Within the safety he wrapped them so tightly in, she had become whole. In the fire that burned between them, the seed of their flower had germinated.

She had not realized, before him, that love could be vast and freeing. He was her eternity.


20 years later -

He stood in the Charming Cemetery. It was winter but this town didn't know the seasons in the same way the home he'd grown up in did. He thought of his mother and father, his brothers and sisters. He smiled thinking of his mother's kitchen, hot cocoa, fresh bread. His father stomping snow off his boots. His siblings. Dogs. The smell of pine trees. He was on his way home for the holidays, on leave. Still in his fatigues, having caught a hop to the Sacramento airbase, he'd taken a taxi out of the sprawling metropolis and into the unremarkable hamlet with the strangely endearing name.

He knew that this graveyard was full of sleeping ghosts and he didn't want to wake them. But he wanted to pay his respects. He'd bought a bouquet of blood-red roses from the florist on his walk over. And he'd already laid single stem buds on so many of the monuments, engraved names familiar in a small haunting way. Grandmother, grandfathers, uncles.

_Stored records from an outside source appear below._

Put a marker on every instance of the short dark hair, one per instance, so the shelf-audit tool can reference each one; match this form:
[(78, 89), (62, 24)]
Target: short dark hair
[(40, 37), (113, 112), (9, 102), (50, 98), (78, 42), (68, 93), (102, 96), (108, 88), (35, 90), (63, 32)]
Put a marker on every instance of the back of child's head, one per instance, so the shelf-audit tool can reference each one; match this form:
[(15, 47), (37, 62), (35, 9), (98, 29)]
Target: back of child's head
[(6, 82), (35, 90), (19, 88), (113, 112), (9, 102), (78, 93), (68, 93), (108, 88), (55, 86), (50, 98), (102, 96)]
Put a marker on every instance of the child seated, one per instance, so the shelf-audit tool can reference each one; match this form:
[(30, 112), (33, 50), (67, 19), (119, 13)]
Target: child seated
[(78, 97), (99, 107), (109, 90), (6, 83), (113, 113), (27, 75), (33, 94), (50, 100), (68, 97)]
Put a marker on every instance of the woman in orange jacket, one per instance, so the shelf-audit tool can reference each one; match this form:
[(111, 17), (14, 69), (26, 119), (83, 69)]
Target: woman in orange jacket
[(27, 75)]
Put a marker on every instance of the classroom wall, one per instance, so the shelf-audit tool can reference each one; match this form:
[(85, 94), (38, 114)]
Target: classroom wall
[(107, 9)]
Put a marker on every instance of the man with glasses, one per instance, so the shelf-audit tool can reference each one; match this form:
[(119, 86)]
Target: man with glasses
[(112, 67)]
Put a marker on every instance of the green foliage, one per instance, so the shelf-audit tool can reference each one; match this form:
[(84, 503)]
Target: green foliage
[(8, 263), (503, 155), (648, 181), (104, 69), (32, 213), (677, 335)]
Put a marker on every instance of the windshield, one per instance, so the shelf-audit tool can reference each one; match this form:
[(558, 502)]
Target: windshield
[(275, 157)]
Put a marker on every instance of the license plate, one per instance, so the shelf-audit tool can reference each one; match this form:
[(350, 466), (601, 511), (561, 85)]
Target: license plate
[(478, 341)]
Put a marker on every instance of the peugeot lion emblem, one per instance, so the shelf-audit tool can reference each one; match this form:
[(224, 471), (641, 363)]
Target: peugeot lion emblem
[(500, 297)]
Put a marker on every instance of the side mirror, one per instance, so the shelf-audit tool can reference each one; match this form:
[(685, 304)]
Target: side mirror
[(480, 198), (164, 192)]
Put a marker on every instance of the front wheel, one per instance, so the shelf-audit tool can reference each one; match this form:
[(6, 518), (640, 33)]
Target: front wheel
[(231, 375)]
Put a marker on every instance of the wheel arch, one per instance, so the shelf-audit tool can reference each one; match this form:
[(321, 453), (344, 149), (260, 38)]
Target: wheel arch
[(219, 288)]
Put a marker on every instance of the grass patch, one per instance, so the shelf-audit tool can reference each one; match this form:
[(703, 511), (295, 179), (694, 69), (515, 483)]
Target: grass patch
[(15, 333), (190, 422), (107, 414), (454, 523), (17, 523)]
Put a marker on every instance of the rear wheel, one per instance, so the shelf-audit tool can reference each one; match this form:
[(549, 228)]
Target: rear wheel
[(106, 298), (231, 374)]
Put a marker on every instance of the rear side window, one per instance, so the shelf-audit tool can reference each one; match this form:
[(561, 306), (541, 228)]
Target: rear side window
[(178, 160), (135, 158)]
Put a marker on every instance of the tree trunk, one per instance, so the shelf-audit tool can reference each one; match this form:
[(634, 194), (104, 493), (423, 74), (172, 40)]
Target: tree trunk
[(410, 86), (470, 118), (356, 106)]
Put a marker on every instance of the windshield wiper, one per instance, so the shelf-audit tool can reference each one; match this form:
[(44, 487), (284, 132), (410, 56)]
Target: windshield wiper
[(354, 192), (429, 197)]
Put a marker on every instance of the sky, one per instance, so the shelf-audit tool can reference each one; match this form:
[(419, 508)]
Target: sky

Now he was standing in front of the headstone he'd been both dreading and anticipating. He remembered this man. He was quiet with his memories, his recollections of small moments. His memories were physical things that he held in his muscles, the long bones of his legs, his fingers.

He squatted down, then turned and sat, knees up, back against the marble. He laid the three flowers beside him on the sparse grass. He rested his forehead on his knees, emptying his mind but not allowing anything to enter and settle. He just wanted to be still for a while.

This grave held the body of of a king. He hoped he slept in peace.